Es cierto que a los europeos les va mejor. En todo el viejo mundo, el seis por ciento de la población mundial utiliza alrededor del cuatro por ciento de la energía mundial. Pero aquí también, las tasas de consumo per cápita están aumentando y rápidamente. Para no quedarse atrás, por supuesto, está Canadá, el único país del Grupo de los Siete que experimentó un aumento de las emisiones nocivas entre 2015 y 2019.
El sentimiento público es claro: el aumento de las temperaturas es preocupante. Sin embargo, el público parece no estar dispuesto a sacrificarse de formas que lo aborden. Decimos que amamos a la Madre Tierra. Pero nos encantan más los garajes para varios autos. En las últimas décadas, los científicos del clima (y la ciencia) han enviado un mensaje claro e inequívoco. Quemar combustibles fósiles es malo. ¿La respuesta del público? A pesar de las terribles advertencias climáticas, la propiedad de estos vehículos ha aumentado, las millas recorridas en estos vehículos y el entusiasmo público por hacer más de lo mismo ha aumentado. De hecho, hasta la guerra en Ucrania, lo único que se ha mantenido constantemente bajo son los precios de la gasolina. Tanto para nutrir a la Madre Tierra.
Los artilugios verdes, una panacea predecible para los políticos, ofrecen poco alivio. Los gustos de Biden, Macron y Trudeau pueden haber invertido capital político en energía eólica, solar y todo lo demás. Pero la recompensa es, en muchos casos, poco clara en el mejor de los casos. Está bien. Los coches eléctricos, por ejemplo, pueden, contrariamente al discurso público, hacer más daño que bien. De hecho, los estudios muestran que, bajo algunas condiciones, a los votantes preocupados por el clima les conviene más conducir vehículos que consumen mucha gasolina que cambiarse a eléctricos. Estos hallazgos pueden parecer contradictorios. Pero la intuición no siempre es correcta. Y en lo que respecta al cambio climático, la intuición ya ha demostrado estar completamente equivocada.
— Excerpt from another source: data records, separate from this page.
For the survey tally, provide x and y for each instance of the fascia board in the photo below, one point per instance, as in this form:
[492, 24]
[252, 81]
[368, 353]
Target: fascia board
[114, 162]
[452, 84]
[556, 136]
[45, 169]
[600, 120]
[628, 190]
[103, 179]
Es cierto que las políticas gubernamentales son cruciales para abordar el cambio climático. Pero también lo es la acción pública. Preocuparse por el aumento de las temperaturas es una cosa: reconocer la contribución del público al problema, otra. En el futuro, necesitamos un esfuerzo concertado para reducir la cantidad que consumimos. Para comprar menos, conducir menos y desperdiciar menos. Cualquier cosa menos que eso no es el camino.